This article is originally published by AI Frontier. The original link is t.cn/RTGs81x


Netflix has created quite A stir by rolling out A staggered testing personalized recommendation algorithm that is 100 times faster than A/B testing. However, only a week later, this video website announced that they had realized the personalized processing of the video images based on the situational recommendation algorithm.


For years, the primary goal of Netflix’s personalized recommendation system was to recommend the right videos at the right time. With tens of thousands of movies on each category and billions of user accounts, finding the right video for each user is a top priority. But recommendation systems can do more than that. How do you get users interested in your recommended videos? How do you get an unfamiliar video to pique users’ interest? What kind of videos are worth watching? Answering these questions is crucial to helping users discover good content, especially for unfamiliar videos.

Illustrations, or images, used to describe video, are one way to easily solve this problem. If a caption has enough appeal to the user — a familiar actor, an adrenaline-pumping car chase, or the quintessential dramatic scene of a movie or TV show (a picture is worth a thousand words) — it will entice the user to click on the video. This is where Netflix differs from traditional media products: we have probably more than 100 million products, personalized recommendations and personalized visuals for each user.

(No photo on Netflix’s home page)

Earlier, we discussed how to match the best images for all members’ videos. Using the multi-arm slot machine algorithm, we can find the most suitable image for the video. In the case of Stranger Things, this film has the highest user view rate. However, given the wide range of tastes and preferences among users, wouldn’t it be better if we could figure out what each user preferred and show them what they were most interested in?

(Created for Stranger Things, different images cover different themes from the show)

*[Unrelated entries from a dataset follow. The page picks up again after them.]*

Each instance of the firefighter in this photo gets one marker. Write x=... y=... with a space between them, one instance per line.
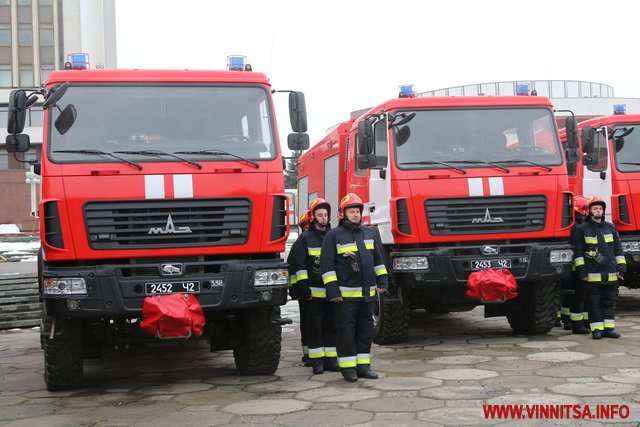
x=320 y=325
x=578 y=315
x=353 y=272
x=600 y=263
x=294 y=291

Let’s look at some of the scenarios in which personalization is important. For example, each user has a different viewing history. Below are three videos that users have watched in the past, on the left, and popular movies that we recommend for members on the right.

We designed personalized illustrations for the movie “Good Will Hunting” based on each user’s preferences for different genres and themes. People who watch a lot of romantic movies might be interested in “Good Will Hunting” if their recommended images include information about Matt Damon and Minnie Driver, while those who watch a lot of comedies, We had a better chance of attracting Robin Williams, the famous comedian, by including him in our recommendations.

Also, how does personalization affect users who like different actors? In the case of ‘Pulp Fiction,’ a user who has watched a lot of Uma Thurman movies might respond more positively to an image containing Uma’s message. Similarly, Fans of John Travolta are more likely to be attracted to a movie because the image contains John.

Of course, not all graphic personalization scenarios are so straightforward. So instead of exhaustive rules, we rely on data to tell us what images to use. Overall, we can help improve each user’s experience by personalizing images.


Overcoming challenges

Netflix also uses algorithms to personalize the site to improve the membership experience, including home page list selection, list titles, images displayed, messages sent, and more. For us, every aspect of personalized processing is a unique challenge, personalized illustration is no exception. One of the challenges of image personalization is that there can only be one image for each location video. In contrast, a typical recommendation setting provides members with multiple choices, from which we can then learn their preferences. This means that image selection is a chicken-and-egg problem operating in a closed loop: members choose which videos to play based only on images. This leads to a question: when we personalize images, does it affect how members play (or don’t play) the video, and in which case users will still play (or don’t play) the video regardless of which image we play? Therefore, personalized image recommendation should be combined with traditional methods and algorithms to be effective. Of course, in order to learn how to personalize images properly, we need to collect a lot of data to find information that indicates which images are more appropriate for users.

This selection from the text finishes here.